Often, however, a lot of traffic potential for the product pages is wasted due to the following omissions:

  • No product reviews (extremely valuable, if any)
  • Insufficient keyword targeting
  • Missing ALT tags on images
  • Thin content

Bad internal linking

Internal linking is an important factor in search engine optimization. It offers an excellent opportunity to highlight important products in the online shop and to weight them for Google. Unfortunately, many shop owners do not even use this powerful tool. Others make fatal mistakes in the process. It is extremely important to always link to the same product URL. A product can have multiple URLs in an online shop. This can be done based on internal search or through the use of canonical tags. In the worst case, a product can be reached under two URLs and causes duplicate content anyway. So it is important to limit yourself to the original URL from the outset and to link to it from thematically appropriate pages.

Maintenance of the URLs

As a rule, URLs are generated dynamically in shop systems. It is difficult to keep the structure of a URL clean and short. In the case of many sub-categories, the URL automatically becomes very long and often contains duplicate keywords, which can possibly be interpreted as spam. The shortening of a URL should also be treated with caution, as the omission of some navigation modules can in turn result in duplicate content. As a shop operator, you know your URLs best. You have to decide and tell Google which of them to crawl and which to ignore.

SEO and SEM do not harmonize

The know-how of the search engine optimizers can be exchanged wonderfully with the experts who are responsible for Google AdWords advertisements. Unfortunately, this exchange takes place in the rarest of cases. There are different reasons for this. Sometimes these areas are looked after by different agencies or they are handled completely independently in the sense of online marketing.
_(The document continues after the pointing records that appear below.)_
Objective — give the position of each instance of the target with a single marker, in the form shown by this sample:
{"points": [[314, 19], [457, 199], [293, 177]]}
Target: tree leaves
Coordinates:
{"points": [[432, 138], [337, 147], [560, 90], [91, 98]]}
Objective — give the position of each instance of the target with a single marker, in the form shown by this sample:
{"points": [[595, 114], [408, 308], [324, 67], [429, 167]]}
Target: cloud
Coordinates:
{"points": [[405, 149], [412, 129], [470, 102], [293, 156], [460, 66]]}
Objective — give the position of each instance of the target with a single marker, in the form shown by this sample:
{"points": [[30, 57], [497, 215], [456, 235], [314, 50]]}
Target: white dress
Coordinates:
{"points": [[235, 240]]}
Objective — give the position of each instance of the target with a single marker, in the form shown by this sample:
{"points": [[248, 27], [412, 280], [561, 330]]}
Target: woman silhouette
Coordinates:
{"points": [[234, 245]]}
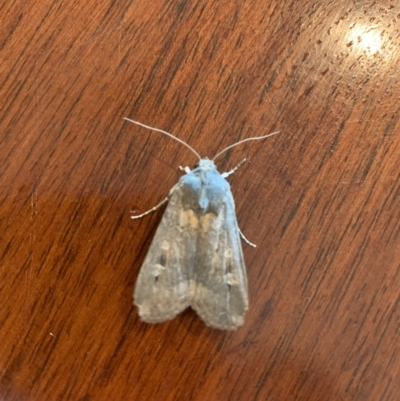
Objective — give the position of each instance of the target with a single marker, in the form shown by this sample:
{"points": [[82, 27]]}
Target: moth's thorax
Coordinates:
{"points": [[206, 164], [204, 189]]}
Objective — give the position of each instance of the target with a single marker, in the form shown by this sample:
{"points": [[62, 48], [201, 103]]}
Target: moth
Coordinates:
{"points": [[196, 258]]}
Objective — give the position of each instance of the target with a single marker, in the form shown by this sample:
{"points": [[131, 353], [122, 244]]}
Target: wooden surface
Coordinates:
{"points": [[321, 200]]}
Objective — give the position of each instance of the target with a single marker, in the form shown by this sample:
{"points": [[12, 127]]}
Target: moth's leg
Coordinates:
{"points": [[245, 239], [153, 209], [234, 169], [185, 169]]}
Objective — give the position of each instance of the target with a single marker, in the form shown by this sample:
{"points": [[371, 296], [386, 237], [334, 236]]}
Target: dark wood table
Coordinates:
{"points": [[320, 200]]}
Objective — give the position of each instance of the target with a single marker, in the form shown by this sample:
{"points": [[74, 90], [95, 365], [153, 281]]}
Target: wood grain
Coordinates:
{"points": [[321, 200]]}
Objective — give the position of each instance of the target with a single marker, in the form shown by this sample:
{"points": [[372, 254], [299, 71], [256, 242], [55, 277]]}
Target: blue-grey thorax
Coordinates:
{"points": [[204, 190]]}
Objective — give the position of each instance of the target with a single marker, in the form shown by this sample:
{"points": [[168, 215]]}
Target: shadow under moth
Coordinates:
{"points": [[196, 258]]}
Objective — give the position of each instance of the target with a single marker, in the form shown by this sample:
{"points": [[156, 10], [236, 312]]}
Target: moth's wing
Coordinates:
{"points": [[221, 297], [163, 286]]}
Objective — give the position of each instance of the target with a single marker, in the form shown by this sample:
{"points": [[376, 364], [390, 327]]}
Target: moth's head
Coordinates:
{"points": [[205, 164]]}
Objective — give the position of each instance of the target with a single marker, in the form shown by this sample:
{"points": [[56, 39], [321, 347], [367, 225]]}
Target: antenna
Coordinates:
{"points": [[256, 138], [165, 133]]}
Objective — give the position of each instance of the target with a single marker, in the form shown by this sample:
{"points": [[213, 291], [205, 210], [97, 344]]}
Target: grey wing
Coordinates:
{"points": [[163, 287], [220, 290]]}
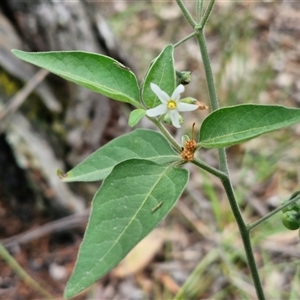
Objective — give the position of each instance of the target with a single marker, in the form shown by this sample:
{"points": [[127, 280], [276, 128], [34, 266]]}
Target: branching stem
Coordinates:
{"points": [[223, 174]]}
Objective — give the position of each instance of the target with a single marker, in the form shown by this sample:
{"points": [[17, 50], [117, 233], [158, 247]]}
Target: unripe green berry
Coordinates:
{"points": [[291, 220]]}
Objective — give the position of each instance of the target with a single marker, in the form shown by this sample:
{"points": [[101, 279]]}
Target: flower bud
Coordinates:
{"points": [[183, 77], [291, 220]]}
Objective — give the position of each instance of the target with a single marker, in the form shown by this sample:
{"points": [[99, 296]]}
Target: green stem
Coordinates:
{"points": [[201, 164], [270, 214], [211, 90], [167, 134], [206, 15], [22, 274], [245, 234], [193, 34], [186, 13]]}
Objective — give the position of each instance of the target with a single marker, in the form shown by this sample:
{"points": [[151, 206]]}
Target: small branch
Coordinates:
{"points": [[186, 13], [167, 134], [207, 14], [193, 34]]}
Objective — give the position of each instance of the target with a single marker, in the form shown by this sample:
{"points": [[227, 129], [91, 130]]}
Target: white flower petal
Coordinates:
{"points": [[174, 116], [162, 96], [181, 106], [156, 111], [176, 94]]}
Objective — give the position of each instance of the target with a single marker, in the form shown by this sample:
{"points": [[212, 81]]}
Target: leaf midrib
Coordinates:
{"points": [[130, 222]]}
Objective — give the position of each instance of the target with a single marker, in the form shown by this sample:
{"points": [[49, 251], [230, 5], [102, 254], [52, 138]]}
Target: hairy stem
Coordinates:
{"points": [[224, 173], [167, 134], [186, 13]]}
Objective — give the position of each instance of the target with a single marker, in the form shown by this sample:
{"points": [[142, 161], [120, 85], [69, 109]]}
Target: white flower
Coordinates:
{"points": [[170, 105]]}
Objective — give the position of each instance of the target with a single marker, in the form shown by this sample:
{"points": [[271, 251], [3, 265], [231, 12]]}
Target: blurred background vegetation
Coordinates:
{"points": [[197, 250]]}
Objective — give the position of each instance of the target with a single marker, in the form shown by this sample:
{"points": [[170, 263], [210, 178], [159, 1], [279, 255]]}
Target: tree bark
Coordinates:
{"points": [[74, 120]]}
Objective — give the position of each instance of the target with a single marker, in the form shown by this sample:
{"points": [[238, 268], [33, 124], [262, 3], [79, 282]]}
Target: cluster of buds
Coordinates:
{"points": [[189, 147]]}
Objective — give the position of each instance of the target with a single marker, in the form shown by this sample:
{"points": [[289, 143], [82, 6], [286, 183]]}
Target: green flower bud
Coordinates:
{"points": [[291, 220], [294, 206], [184, 139], [183, 77]]}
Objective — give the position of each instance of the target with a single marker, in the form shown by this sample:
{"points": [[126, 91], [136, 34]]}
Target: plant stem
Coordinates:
{"points": [[270, 214], [193, 34], [207, 13], [186, 13], [22, 274], [201, 164], [167, 134], [245, 236], [223, 174]]}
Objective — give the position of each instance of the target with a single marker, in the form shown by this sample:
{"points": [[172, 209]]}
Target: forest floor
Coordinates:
{"points": [[255, 56]]}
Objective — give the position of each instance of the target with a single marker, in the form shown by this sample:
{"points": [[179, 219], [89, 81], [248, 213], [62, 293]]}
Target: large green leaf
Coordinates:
{"points": [[96, 72], [232, 125], [162, 73], [140, 143], [132, 201]]}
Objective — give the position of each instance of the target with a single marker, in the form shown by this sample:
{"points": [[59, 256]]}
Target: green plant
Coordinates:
{"points": [[143, 171]]}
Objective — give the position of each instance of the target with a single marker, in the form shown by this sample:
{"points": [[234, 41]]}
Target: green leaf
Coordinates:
{"points": [[132, 201], [140, 143], [161, 72], [135, 116], [96, 72], [232, 125]]}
However, a collaboration would be very tolerable in all probability. The search engine optimizers could, for example, get valuable suggestions from the meticulously worked out keyword lists of the AdWords specialists. On the other hand, you can save a lot of wasted AdWords budget. If even top positions in organic search rarely convert, you can save yourself a bid on these keywords from the outset. In many online shops, important synergy potential is wasted here.

Source: Search Engine Land

Sascha likes to write about trends in online marketing and eCommerce. The business graduate works as an online shop manager himself and contributes his practical experience.